Cost of IPv6 for IT operations team

Jared Mauch jared at puck.nether.net
Mon Apr 13 21:11:53 CEST 2015


> On Mar 27, 2015, at 9:37 AM, Jens Link <lists at quux.de> wrote:
> 
> Ted Mittelstaedt <tedm at ipinc.net> writes:
> 
>> But as for operations costs, I would say, zero
> 
> I don't agree. In a dual-stacked environment there is more work to do. 
> 
> 1. Setting up Servers (and Services)
> 
>   You have at least two addresses to configure, which leads to two DNS
>   records, two services to be monitored, more firewall rules, ... And in
>   the end more things to document. 

This sure is true in an environment where humans are still the gating factor
in setting the machines up.  Where some amount of automation or database driven
configuration exist (and i define database loosely) it will not be measurably
more.  The initial investment in the tooling/scripts/magic is the cost.

I’m reminded of this graphic:

http://www.geeksaresexy.net/2012/01/05/geeks-vs-non-geeks-picture/

This is true for many people stuck in the cut+paste world of configuring
devices, be they hosts or routers.

> 2. Troubleshooting
> 
>   When looking for problems you always have to remember that there are now two
>   protocols and then the fun begins: Is this problem only v4? Or only
>   v6? Or do have a completely different problem. 

I think there are some issues here due to the divergent functions of tools.

Take ping/ping6 as an example.  One returns the IP being pinged, the other the
hostname.

puck:~$ ping puck
PING puck.nether.net (204.42.254.5) 56(84) bytes of data.
64 bytes from puck.nether.net (204.42.254.5): icmp_seq=1 ttl=64 time=0.012 ms
^C
--- puck.nether.net ping statistics ---
1 packets transmitted, 1 received, 0% packet loss, time 0ms
rtt min/avg/max/mdev = 0.012/0.012/0.012/0.000 ms
puck:~$ ping6 puck
PING puck(puck.nether.net) 56 data bytes
64 bytes from puck.nether.net: icmp_seq=1 ttl=64 time=0.022 ms
64 bytes from puck.nether.net: icmp_seq=2 ttl=64 time=0.030 ms
^C

This means understanding how the tool works.  I find this is a skill often
missing, and the subjective reasoning.  This is difficult to teach but is
unrelated to IPv6.

> 3. Layer 8+9 
> 
>   People have little or no experience with IPv6. They need more time to
>   configure stuff and troubleshoot problems.
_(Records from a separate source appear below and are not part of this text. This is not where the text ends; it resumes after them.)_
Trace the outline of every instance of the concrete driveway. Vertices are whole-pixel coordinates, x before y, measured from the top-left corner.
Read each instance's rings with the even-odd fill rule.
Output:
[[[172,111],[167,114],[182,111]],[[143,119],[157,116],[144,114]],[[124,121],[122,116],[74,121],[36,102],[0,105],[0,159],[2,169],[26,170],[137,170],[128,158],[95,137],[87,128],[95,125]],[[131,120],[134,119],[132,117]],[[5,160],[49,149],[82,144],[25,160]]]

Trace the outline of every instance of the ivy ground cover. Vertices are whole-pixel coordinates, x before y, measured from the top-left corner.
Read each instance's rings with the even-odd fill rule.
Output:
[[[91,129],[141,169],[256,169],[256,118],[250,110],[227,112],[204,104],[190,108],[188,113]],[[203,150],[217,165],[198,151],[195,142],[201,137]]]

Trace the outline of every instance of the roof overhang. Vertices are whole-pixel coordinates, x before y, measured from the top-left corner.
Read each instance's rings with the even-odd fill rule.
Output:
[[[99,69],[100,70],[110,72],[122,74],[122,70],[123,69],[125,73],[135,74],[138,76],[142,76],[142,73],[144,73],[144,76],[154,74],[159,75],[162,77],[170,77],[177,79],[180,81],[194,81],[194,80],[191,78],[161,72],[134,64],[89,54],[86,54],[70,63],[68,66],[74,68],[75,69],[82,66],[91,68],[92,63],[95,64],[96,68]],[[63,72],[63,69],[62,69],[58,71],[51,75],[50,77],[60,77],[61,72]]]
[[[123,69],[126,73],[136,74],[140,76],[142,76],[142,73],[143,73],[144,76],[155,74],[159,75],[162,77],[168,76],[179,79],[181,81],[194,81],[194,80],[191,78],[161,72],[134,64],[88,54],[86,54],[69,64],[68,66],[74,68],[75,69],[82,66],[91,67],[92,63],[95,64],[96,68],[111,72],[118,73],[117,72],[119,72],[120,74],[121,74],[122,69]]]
And they will forget to
>   configure one thing or the other and they will forget that there are
>   two protocols to troubleshoot.And then there will always be people
>   who don't want IPv6 an will always blame it[1].

Yes, this is the whole fun I’ve seen occur.  Some places, e.g.: 
www.thruway.ny.gov -> cname www.thruway.ny.gov when I report their
problems say “we don’t support ipv6” when i say “asking for aaaa you
send back SERVFAIL”.

This was interesting as it triggered a bug in the resolver of my ISP as well
so they responded from the unicast address of the host vs anycast.


>> The reason is if you don't deploy sooner or later you will have a
>> problem related to IPv6. 
> 
> Ack. 
> 
>> Then you will spends lots of time finding and correcting.  That time
>> is roughly equal to the extremely small amount of additional time that
>> the techs deal with IPv6 on a network that has had it properly setup.
> 
> It will be worse. When you start implementing IPv6 because the latest
> version of your critical application requires IPv6 and you need IPv6
> tomorrow you'll have a real problem. You have to touch many things at
> once, you may have to buy hardware and you'll be looking for qualified
> external support. Problem is: Many other companies will do the same. 
> 
> I'll have to remember to buy a big stash of T-Shirts with "Told you so!" 
> 
> Jens
> 
> [1] Someone told me a story about a database server which stopped
> working after IPv6 was deployed. The DB amdin blamed the IPv6
> deployment. Of course it hat nothing to do with IPv6, the hard drive was
> full. 

And these people need to be called out for not doing their jobs properly.